Applied career training programs are education opportunities aimed at individuals who are looking for a job promotion, to learn skills for a particular trade or for a career change. These programs are offered in various fields and include both short-term and long-term courses of study. Short-term programs may simply consist of a series of lectures or workshops and can be completed in under 3 months. Long-term programs teach more advanced skills and go into more detail than short-term programs, often leading to a certificate or associate degree in the field. Long-term programs may take 11 months or more to complete, depending on the field. Students are considered finished once they have completed the coursework and fulfilled the required number of credit hours.

Fields of Study

Career training, often also called job training, can be found through the continuing education and extension departments of community colleges, vocational institutes and even universities. Students may specialize in several vocational areas, including:

  • Automotive repair
  • Culinary arts
  • Fashion design
  • Child care
  • Electronics
  • Computer technology
  • Accounting
  • Health sciences

Advantages

Career training is generally more affordable than a traditional college education. Some employers may provide career training to their employees at no cost. Other community colleges offer career education and job training programs for free to qualified adult learners. Students often work while attending a career training program. This type of program allows a student to pick and choose courses in line with his or her career goals without taking general education or elective classes, thus saving both time and money.
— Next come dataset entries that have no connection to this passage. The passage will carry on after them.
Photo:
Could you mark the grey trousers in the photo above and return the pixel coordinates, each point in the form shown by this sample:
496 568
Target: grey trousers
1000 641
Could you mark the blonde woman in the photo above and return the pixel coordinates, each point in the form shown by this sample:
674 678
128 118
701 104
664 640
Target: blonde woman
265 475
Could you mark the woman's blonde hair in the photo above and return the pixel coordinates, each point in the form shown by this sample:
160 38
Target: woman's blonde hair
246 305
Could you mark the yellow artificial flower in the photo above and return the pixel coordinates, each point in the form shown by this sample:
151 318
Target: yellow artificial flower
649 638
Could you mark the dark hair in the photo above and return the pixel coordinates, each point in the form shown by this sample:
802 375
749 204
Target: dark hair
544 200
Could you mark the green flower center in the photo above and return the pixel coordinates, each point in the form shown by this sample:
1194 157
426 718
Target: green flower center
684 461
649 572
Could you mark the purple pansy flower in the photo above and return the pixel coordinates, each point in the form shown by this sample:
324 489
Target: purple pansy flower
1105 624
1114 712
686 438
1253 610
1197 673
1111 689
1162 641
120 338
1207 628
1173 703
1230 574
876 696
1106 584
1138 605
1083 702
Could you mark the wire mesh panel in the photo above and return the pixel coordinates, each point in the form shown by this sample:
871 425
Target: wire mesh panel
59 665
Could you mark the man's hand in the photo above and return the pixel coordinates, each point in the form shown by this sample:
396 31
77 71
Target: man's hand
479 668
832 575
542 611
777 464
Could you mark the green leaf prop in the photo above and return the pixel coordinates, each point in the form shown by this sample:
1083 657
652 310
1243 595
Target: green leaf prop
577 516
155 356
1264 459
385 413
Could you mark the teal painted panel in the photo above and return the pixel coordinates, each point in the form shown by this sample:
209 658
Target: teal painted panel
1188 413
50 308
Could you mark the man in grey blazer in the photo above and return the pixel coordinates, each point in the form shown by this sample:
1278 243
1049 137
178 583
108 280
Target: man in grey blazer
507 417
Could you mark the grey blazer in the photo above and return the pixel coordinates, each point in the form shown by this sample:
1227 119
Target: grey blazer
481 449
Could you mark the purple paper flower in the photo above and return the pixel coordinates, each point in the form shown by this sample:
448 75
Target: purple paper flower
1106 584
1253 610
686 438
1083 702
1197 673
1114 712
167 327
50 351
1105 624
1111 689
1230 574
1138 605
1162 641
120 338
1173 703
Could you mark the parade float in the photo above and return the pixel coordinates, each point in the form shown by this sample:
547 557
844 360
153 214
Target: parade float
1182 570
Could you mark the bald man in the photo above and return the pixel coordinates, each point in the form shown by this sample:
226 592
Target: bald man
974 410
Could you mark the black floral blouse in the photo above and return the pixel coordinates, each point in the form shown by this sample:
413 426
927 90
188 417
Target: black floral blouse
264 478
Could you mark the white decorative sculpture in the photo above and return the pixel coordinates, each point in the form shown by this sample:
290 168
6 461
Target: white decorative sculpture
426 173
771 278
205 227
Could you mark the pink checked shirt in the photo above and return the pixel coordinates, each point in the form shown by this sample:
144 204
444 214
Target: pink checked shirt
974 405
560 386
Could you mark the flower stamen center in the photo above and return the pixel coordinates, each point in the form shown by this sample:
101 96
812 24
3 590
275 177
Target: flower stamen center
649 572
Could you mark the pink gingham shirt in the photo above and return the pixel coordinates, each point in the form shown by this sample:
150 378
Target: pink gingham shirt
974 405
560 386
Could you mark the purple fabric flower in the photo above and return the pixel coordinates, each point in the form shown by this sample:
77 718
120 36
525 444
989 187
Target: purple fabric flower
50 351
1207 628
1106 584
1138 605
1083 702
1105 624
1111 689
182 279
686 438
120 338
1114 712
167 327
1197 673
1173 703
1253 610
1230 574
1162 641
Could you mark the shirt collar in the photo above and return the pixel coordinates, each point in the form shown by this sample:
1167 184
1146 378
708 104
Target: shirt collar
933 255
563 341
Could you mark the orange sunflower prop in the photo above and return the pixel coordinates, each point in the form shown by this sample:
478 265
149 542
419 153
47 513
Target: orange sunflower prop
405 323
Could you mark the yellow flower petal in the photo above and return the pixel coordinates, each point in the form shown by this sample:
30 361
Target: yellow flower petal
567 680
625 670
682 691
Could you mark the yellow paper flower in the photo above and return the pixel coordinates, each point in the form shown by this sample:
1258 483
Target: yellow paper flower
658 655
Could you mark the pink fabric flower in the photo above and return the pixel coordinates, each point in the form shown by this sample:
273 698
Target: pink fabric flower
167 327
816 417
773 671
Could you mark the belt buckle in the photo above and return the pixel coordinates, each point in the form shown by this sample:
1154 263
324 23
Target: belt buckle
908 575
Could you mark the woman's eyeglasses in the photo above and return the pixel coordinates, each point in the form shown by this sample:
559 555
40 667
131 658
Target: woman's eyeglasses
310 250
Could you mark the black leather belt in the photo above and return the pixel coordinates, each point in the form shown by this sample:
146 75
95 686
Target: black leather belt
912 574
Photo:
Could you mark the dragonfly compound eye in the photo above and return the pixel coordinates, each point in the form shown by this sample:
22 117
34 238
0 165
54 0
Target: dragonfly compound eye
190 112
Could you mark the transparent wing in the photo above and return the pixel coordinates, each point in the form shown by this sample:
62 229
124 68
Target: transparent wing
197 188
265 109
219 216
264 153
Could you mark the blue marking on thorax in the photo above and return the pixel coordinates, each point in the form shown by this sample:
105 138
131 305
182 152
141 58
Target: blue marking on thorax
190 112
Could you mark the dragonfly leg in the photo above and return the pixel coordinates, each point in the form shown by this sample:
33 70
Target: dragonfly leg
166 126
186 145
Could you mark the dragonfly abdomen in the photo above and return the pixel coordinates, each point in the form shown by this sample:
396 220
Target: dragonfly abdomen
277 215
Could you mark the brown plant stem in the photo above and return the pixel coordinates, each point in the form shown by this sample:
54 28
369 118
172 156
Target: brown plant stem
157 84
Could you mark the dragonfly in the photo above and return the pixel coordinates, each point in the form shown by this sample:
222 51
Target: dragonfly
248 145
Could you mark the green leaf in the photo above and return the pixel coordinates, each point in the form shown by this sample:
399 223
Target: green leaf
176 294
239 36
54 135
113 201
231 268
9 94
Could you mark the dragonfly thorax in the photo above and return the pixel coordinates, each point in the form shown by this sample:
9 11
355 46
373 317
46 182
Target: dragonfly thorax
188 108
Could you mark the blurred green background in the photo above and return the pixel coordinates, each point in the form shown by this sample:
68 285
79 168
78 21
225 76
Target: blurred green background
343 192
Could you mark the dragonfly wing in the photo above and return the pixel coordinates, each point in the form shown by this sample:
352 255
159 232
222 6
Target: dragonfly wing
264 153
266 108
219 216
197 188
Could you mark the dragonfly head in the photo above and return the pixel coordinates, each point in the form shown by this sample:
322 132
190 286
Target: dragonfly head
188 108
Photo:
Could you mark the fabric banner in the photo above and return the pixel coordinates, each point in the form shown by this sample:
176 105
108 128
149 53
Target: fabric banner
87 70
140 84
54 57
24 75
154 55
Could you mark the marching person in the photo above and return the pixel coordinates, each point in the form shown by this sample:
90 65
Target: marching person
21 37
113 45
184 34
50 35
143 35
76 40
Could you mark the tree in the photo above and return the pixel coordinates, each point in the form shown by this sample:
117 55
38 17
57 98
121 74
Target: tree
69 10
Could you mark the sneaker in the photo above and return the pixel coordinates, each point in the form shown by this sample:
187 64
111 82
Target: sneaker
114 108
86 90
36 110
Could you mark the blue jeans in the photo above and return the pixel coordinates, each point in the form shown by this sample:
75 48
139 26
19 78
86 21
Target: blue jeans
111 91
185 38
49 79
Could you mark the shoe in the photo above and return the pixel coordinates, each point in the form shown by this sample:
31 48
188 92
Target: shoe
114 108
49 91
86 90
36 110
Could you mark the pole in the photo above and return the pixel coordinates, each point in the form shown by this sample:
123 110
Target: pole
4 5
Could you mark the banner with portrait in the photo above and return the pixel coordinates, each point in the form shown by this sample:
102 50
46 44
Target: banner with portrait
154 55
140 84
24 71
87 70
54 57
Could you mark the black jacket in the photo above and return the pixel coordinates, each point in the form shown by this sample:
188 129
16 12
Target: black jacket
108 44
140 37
Unlike traditional undergraduate programs, career training programs typically do not require general education courses, such as math or English. These programs are aimed at working professionals looking to expand their knowledge and skills as they apply to their current profession and those looking to pursue a new career in a similar or completely different field.

Methods of Delivery

Many career training courses can be taken online, making it convenient for people who already have a job and desire additional training. Everything from the admissions process, the coursework and the examinations can be accomplished from home. Many community colleges and trade schools also offer evening and weekend classes for working professionals pursuing career training.

Applied career training programs may include lectures, workshops and/or a set of courses designed to train students in a specific career field. There are a variety specializations available, and many programs can be completed online. These programs are helpful to students who are looking for an affordable and flexible career training path.